You have to realize that I'm writing this post based on my view and the perception that I have
regarding IEPs. Call it biased, but in my experience perception is reality and I am the parent of a daughter who has special needs. Though no one involved in an
IEP will admit it, the district's job is to save money; and when your child requires additional services, say for speech or occupational therapy the district has to pay for it. In order to have your child assessed you need to submit something to the district in writing. You can't just tell the teacher that you want an evaluation done, it has to be written out and delivered to the school. I've seen them addressed to the principal, special education director, special education program specialist, etc. I would just send the letter to all of them so they know you're serious. There are several different websites to get an
IEP sample letter and I'll include them
here in this link (File should open in another window and you can download them from there).
In the letter you have to state concerns that you have and what you want specifically assessed. For example, you can't just say, "I want my child assessed because they are slower than everyone else." It doesn't have to be long, but it does have to be precise. If it were me and I was concerned about my child's progression, I would ask for them to be assessed by the speech therapist, occupational therapist, ABA therapist, physical therapist and have a psych evaluation on top of all that. They do have 30 days to set a meeting up, excluding larger holidays, but if you're asking for more than just one aspect to be evaluated, they do have no longer than 60 days to make sure it happens. After your child is assessed and the meeting is set the showdown begins.

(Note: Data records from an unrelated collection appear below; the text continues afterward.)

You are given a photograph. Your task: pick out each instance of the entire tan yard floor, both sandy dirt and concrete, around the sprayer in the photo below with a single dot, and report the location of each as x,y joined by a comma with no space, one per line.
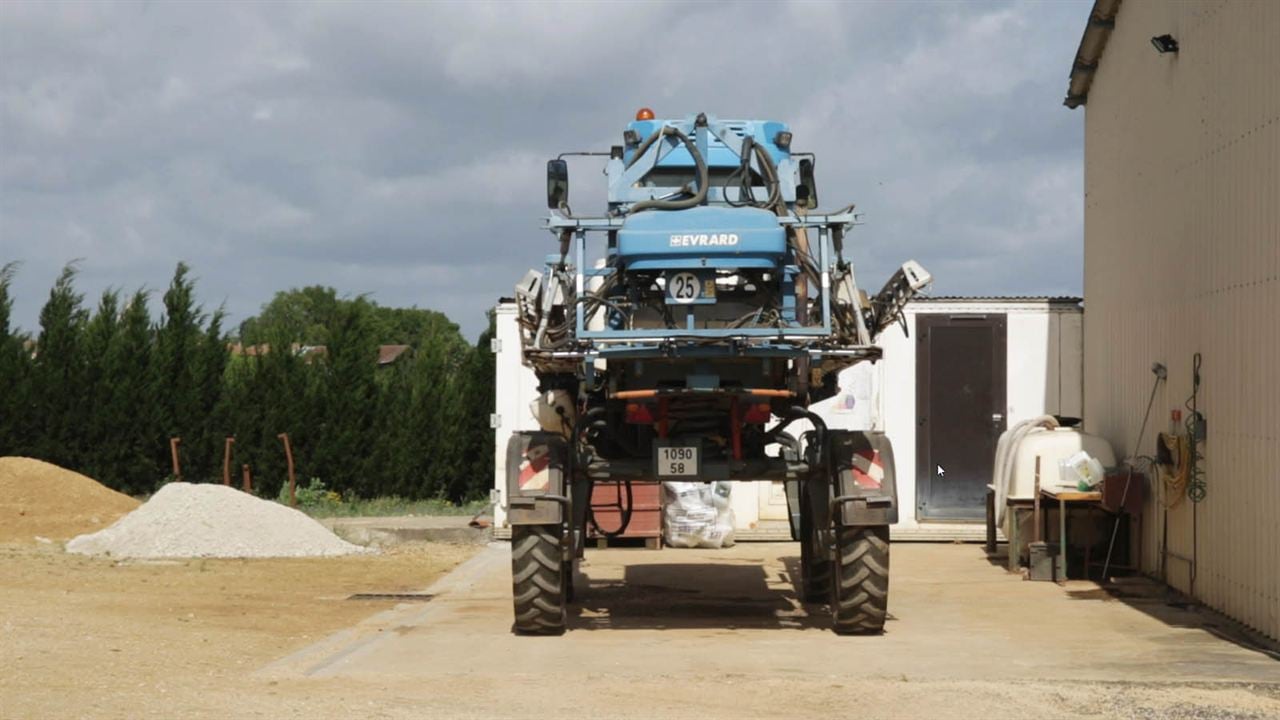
656,635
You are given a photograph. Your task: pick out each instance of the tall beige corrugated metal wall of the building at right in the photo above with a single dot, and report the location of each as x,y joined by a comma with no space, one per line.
1183,257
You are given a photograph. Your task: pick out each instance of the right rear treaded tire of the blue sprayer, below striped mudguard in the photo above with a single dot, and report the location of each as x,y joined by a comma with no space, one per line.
860,590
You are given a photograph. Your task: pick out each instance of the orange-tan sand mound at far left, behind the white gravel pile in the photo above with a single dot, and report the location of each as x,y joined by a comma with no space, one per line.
39,499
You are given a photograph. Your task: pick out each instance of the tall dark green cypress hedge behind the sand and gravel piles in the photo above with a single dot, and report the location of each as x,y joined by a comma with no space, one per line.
103,390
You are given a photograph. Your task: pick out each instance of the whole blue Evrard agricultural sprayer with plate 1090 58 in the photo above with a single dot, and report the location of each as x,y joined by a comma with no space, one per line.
679,335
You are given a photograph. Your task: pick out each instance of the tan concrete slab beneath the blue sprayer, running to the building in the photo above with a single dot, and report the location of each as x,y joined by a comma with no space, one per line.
733,616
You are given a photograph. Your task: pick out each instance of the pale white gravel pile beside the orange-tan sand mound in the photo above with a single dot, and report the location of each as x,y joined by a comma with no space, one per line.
211,521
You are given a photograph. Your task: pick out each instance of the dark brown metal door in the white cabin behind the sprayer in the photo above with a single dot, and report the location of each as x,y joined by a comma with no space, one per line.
961,413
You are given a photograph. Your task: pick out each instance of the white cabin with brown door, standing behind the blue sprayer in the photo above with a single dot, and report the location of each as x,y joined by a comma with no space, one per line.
970,368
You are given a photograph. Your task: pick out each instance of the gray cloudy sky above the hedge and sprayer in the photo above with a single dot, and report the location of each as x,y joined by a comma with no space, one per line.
399,149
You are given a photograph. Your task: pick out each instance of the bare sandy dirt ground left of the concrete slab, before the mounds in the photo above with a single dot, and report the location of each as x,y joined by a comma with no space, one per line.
88,637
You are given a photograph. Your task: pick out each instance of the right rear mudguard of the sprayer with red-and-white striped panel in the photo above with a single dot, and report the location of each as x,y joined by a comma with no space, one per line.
866,481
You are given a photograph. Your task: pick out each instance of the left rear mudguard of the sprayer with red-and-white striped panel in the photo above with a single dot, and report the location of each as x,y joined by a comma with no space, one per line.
537,466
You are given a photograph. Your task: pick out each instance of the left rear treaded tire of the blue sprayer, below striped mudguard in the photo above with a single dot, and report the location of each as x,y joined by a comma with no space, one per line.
538,580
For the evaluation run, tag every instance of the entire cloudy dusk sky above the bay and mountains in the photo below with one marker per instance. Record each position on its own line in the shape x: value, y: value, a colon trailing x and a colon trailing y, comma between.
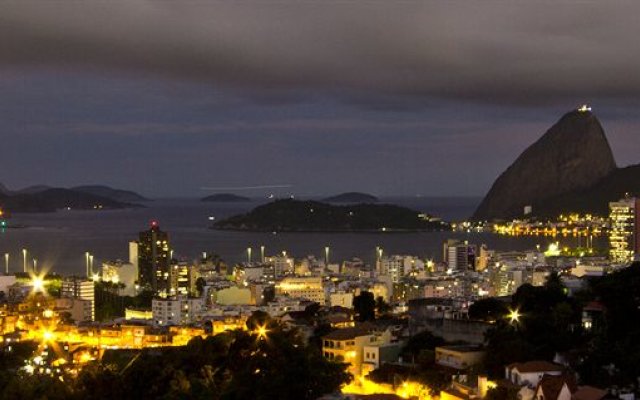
x: 391, y: 98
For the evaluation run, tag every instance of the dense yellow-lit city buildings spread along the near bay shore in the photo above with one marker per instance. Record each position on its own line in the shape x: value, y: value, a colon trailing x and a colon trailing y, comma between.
x: 206, y: 297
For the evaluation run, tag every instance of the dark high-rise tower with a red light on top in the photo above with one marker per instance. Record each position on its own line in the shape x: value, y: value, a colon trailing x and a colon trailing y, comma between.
x: 154, y: 258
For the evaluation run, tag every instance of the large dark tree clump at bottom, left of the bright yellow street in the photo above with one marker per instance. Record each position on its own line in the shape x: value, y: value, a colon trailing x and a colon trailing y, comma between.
x: 231, y: 365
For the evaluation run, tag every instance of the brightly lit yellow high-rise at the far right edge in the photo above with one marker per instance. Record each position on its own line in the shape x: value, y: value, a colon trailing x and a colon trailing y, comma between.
x: 624, y: 237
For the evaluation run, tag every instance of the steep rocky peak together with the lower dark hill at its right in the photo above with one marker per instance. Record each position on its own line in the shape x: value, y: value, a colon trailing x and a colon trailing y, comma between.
x: 571, y: 168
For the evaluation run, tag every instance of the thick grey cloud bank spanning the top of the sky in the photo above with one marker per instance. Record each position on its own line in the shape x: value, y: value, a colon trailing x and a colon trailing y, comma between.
x: 489, y: 51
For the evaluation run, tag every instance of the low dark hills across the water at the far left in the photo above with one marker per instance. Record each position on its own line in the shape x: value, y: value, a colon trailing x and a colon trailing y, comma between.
x: 47, y: 199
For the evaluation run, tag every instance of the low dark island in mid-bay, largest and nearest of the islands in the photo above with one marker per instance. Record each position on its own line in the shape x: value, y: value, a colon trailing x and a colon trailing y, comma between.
x: 290, y: 215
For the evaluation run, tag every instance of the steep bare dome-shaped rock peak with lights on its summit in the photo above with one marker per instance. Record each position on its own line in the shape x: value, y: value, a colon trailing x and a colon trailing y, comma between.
x: 573, y: 154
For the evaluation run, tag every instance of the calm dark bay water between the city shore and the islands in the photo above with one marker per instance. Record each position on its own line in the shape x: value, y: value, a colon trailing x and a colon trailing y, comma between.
x: 59, y: 240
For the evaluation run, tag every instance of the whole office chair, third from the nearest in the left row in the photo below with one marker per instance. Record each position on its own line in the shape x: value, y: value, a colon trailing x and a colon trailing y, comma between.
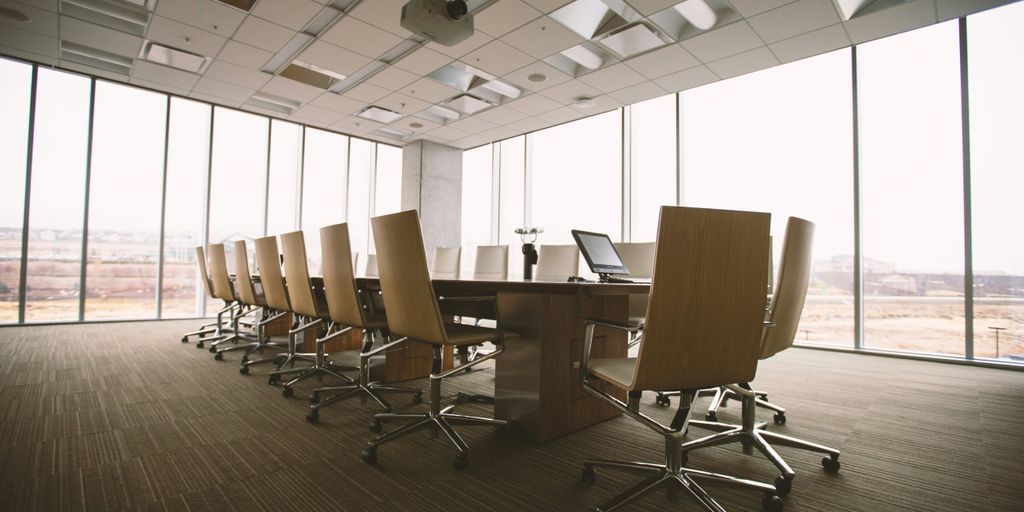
x: 311, y: 313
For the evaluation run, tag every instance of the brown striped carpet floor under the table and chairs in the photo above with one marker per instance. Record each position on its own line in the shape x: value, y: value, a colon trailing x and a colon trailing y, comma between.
x: 124, y: 417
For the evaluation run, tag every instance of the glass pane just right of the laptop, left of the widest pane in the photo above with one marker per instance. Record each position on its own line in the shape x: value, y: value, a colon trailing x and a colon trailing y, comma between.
x: 654, y: 164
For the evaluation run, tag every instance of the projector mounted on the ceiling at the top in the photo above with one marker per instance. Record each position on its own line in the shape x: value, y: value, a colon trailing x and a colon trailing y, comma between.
x: 448, y: 23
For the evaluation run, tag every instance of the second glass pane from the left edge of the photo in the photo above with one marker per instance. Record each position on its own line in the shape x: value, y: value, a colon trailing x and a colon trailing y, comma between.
x: 59, y: 161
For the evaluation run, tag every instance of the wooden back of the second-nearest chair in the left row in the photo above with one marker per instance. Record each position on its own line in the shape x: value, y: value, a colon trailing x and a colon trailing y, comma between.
x: 339, y: 280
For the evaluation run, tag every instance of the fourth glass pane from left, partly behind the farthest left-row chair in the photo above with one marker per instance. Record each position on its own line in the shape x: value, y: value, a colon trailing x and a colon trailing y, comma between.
x: 188, y: 169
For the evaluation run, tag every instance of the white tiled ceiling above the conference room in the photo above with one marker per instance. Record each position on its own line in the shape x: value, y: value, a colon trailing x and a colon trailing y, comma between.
x: 513, y: 39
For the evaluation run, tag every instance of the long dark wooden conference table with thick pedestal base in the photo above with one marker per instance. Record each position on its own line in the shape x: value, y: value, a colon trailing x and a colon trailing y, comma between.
x: 537, y: 379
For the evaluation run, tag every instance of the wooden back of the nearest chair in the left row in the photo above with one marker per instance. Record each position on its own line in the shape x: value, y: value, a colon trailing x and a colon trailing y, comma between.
x: 409, y: 296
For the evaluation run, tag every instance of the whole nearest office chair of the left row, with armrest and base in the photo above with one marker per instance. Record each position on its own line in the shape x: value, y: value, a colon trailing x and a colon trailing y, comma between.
x: 413, y: 314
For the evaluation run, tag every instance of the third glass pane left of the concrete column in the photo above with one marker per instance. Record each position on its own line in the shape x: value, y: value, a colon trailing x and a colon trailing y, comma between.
x: 324, y: 195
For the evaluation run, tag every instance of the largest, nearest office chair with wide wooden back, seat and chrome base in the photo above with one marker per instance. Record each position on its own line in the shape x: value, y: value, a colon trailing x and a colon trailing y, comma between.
x: 705, y: 313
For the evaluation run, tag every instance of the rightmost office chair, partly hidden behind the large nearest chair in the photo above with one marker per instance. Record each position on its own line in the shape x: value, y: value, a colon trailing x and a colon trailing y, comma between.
x: 778, y: 335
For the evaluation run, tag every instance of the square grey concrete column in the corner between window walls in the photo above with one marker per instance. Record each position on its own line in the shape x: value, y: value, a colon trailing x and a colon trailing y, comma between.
x: 432, y: 183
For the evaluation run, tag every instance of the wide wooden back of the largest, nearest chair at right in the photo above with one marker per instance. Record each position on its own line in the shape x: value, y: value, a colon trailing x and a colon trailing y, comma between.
x: 706, y: 312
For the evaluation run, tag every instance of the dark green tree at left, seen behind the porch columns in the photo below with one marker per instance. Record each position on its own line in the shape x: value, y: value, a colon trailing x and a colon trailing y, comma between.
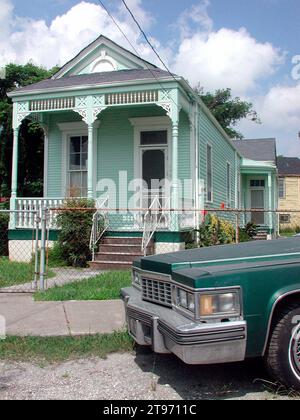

For the actual meeting there will be everyone there; all the people that assessed your child, along with the principal, their teacher and someone from the district is allowed at the meeting but in my experience usually doesn't show. It can be rather intimidating and as long as you know what to expect, don't be shy or back down in anyway. As I stated earlier in the post, the district's job is to save money. I think that everyone there wants your child to progress, but their hands are tied because of their budget and the less they have to pay the better it looks on them. You have to pick and choose your battles. I remember the first IEP my daughter had and she wasn't really speaking at 4 years old, they offered us 20 min of speech therapy per week... Let me let that sink in for a second... 20 min per week and she isn't even formulating sentences at 4 years old... Really? We were new to this so we thought that would be great, but looking back it's like giving someone a cup of water to put out a forest fire. It was really something that they offered so they could say, "See, we helped them out" and essentially wash their hands hoping we would go away. The second time around, we wanted ABA therapy so rather than say the speech wasn't working, we decided to pick a different battle and ended up getting ABA therapy (which is wonderful btw).
At the end of the meeting their biggest goal is to get your signature saying that you are satisfied with what the school is offering your child and if you're not happy, don't sign the paper! Let's recap:
Desires from the school district- Save money and get your signature.
Desires from the parents- Getting services for your child.
If the district says they don't have the money, that's not your problem. They have a responsibility to make sure your child has a plan to learn, grow and progress. Remember, your child will eventually (if not already) be inserted into a classroom where children are already reading, speaking and playing with no limitations. You are your child's advocate and quite honestly, if you don't do it no one will. I'm not a big fan of politicking, those who know me best know that I hate it, but for the most part that's what school districts will do. There is give and take on both sides, just like a negotiation, so if they want your signature saying you are satisfied with the plan they've laid out for you, you owe it to your child to make sure it's the best plan for their development.